The Problem With Prophets
One of the shared convictions of Judaism, Christianity, and Islam is that most of the men and women venerated as true prophets suffered, and in some cases were even martyred for their messages. That belief helps us answer the question “What is a prophet, anyway?”
If a prophet were someone God called to foretell the future, it wouldn’t make sense that they’d be punished and killed for making predictions. If a friend says, “I think in the next decade, such and such will happen,” our first instinct wouldn’t be to arrest him or her, but instead respond, “Well, we’ll just have to wait and see” or “Time will tell, won’t it?”
What made prophets in the past so troubling was that instead of foretelling the distant future, they saw the deeper truth underlying the present. People aren’t upset by someone predicting what will happen in 2525, but they are upset by someone speaking or writing about something disturbing that is just below the surface in 2024. The familiar adage—“Don’t shoot me; I’m just the messenger” could as well be amended to “Don’t punish me; I’m just a prophet.”
That’s the meaning of Jesus’ words “A prophet is without honor in his hometown,” a saying that Mohammad as well as Amos, Isaiah, Jeremiah, and John the Baptist could have uttered. In fact, in the traditions of Judaism, Christianity, and Islam, if prophets’ messages were well-received, these prophets were almost always exposed later as false messengers.
A person closer to our time whom now millions consider to be a true prophet is Franz Jagerstatter, an Austrian farmer who was drafted into Hitler’s army in WWII. Jagerstatter didn’t intend to be a prophet; in fact, he wasn’t initially opposed to serving in the military.
Everything changed one night in 1938, when he had a disturbing dream. In his dream, he saw joyful Germans and Austrians boarding a train for a pleasurable outing. Everything about the image was bright and sunny, until he heard a voice saying, “This train is headed for hell.”
If you’re like me, when I wake from a nightmare, I’m happy to dismiss the dream as just that—only a dream. Jagerstatter was different. When he awoke, this simple farmer understood that the dream was about Hitler and Nazism. When he was called up to serve in the army, he refused. He stated his reason: he couldn’t be part of Nazism because he was a Christian.
Jagerstatter’s hometown responded just as Jesus had forewarned. They assumed Jagerstatter was stubborn; then the more he persisted, they believed he was crazy. When he was arrested, his wife, children, and other relatives pleaded with him to not be selfish, to think of his family. His priest also tried to convince him that his Christian duty was to serve in the army. Jagerstatter stayed true to his dream. Even when he was offered the chance to serve as medic in the army, he refused on Christian principles.

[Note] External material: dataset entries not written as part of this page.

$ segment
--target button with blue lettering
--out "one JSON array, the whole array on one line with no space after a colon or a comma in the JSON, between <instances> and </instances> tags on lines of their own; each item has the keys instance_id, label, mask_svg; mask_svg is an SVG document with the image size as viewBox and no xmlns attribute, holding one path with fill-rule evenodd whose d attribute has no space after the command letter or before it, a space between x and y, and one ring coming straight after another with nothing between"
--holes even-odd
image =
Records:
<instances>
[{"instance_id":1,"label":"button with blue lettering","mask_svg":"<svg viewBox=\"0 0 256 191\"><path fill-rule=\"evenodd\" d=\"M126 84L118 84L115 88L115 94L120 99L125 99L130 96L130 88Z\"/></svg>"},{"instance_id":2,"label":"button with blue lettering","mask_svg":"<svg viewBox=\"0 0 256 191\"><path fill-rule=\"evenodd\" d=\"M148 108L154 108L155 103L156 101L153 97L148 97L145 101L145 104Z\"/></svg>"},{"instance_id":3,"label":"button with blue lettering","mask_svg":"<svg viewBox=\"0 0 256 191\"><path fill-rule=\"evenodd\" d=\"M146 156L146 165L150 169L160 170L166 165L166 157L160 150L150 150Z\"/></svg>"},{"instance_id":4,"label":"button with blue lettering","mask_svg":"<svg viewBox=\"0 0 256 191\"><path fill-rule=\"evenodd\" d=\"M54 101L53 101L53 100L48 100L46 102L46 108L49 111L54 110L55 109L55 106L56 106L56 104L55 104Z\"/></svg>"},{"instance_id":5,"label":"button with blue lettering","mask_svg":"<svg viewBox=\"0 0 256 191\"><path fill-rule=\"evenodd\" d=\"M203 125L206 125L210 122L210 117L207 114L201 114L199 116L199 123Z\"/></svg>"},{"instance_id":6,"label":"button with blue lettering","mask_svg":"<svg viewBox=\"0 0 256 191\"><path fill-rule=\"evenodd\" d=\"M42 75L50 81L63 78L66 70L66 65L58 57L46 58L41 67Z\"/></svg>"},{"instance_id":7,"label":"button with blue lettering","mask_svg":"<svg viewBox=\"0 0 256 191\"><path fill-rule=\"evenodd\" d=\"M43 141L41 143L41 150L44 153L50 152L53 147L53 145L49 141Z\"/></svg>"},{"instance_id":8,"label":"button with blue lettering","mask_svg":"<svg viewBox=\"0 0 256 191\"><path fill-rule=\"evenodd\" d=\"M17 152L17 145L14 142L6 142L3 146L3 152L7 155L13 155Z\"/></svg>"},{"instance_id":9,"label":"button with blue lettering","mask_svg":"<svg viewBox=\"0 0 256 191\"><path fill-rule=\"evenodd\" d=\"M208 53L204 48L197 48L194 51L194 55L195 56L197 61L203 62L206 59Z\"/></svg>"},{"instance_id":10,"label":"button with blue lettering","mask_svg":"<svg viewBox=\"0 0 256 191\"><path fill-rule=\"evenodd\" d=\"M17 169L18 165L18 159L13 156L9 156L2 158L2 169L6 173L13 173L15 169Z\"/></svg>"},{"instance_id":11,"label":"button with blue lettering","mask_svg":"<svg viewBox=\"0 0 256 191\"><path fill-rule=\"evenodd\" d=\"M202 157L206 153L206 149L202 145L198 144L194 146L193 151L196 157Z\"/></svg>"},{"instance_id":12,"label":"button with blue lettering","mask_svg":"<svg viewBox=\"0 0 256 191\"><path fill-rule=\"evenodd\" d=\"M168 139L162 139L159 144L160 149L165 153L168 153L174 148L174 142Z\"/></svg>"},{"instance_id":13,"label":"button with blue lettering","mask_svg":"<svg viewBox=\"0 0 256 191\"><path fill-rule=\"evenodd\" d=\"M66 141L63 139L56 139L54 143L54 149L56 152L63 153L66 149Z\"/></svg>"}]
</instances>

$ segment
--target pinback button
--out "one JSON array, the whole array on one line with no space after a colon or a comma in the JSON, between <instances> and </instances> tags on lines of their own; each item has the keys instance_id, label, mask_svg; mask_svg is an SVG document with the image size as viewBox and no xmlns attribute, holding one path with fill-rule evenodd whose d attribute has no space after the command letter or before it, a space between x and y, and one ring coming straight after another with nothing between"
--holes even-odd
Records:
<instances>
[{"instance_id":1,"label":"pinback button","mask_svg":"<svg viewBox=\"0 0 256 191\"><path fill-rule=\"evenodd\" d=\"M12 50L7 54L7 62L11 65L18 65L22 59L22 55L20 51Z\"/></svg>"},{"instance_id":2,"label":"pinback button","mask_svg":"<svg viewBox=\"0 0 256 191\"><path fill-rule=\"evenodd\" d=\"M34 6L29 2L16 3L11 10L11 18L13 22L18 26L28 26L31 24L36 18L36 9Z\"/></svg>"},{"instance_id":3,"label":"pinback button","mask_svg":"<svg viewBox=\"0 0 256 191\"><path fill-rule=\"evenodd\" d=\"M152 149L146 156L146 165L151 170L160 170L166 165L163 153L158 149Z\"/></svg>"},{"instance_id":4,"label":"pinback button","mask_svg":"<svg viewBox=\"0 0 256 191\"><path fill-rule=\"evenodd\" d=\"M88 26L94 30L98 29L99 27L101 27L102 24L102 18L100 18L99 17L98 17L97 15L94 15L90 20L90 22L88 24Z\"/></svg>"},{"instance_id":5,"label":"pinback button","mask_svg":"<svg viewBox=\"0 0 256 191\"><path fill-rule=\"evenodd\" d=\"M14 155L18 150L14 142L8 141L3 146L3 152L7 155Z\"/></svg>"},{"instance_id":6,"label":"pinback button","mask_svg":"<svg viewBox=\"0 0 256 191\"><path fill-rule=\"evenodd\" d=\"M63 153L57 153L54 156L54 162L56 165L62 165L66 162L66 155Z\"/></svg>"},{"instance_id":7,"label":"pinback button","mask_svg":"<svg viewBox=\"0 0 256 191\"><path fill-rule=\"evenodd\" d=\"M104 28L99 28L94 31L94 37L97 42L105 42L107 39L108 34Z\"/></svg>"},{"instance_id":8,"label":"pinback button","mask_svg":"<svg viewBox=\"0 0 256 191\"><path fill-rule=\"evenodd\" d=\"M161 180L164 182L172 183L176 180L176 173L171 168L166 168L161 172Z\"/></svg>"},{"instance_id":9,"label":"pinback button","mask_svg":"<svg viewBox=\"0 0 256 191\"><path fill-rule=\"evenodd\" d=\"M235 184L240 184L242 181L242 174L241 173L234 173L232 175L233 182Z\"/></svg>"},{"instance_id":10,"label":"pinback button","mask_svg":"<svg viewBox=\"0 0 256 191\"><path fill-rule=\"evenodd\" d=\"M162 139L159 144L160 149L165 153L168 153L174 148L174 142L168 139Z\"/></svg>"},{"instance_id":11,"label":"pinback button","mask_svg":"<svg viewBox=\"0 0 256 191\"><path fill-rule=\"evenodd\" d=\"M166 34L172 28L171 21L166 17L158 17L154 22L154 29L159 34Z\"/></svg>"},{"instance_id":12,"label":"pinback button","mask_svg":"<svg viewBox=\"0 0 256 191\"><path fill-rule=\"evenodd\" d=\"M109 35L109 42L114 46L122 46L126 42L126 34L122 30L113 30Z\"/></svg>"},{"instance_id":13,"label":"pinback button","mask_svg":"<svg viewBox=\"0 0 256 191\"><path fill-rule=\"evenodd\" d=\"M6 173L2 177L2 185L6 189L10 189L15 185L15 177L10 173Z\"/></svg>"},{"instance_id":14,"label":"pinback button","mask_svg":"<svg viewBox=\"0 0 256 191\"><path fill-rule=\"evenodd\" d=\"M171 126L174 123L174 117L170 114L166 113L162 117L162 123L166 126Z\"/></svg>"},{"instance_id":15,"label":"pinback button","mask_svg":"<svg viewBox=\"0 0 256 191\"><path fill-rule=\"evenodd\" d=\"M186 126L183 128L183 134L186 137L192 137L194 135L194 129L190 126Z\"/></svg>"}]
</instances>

Hitler wasn’t going to allow Jagerstatter’s protest. He was tried and sentenced to be hanged. Last-minutes efforts to convince him to change his mind failed. When he died in 1943, his village wanted to forget about the crazy man who’d shamed his family and the town’s reputation. Jaggerstatter was no prophet; he was simply a looney.
In 2007, the town of Radegund was given a second chance to rethink their verdict of Jaggerstatter. That was when the Catholic Church recognized Jagerstatter as a blessed person, the step just below sainthood. His hometown will now likely become a pilgrimage site.
If true prophets aren’t honored in their own towns, it’s also true that they’re usually not honored in their own time. That leaves us with the disturbing question: who in our midst is a true prophet?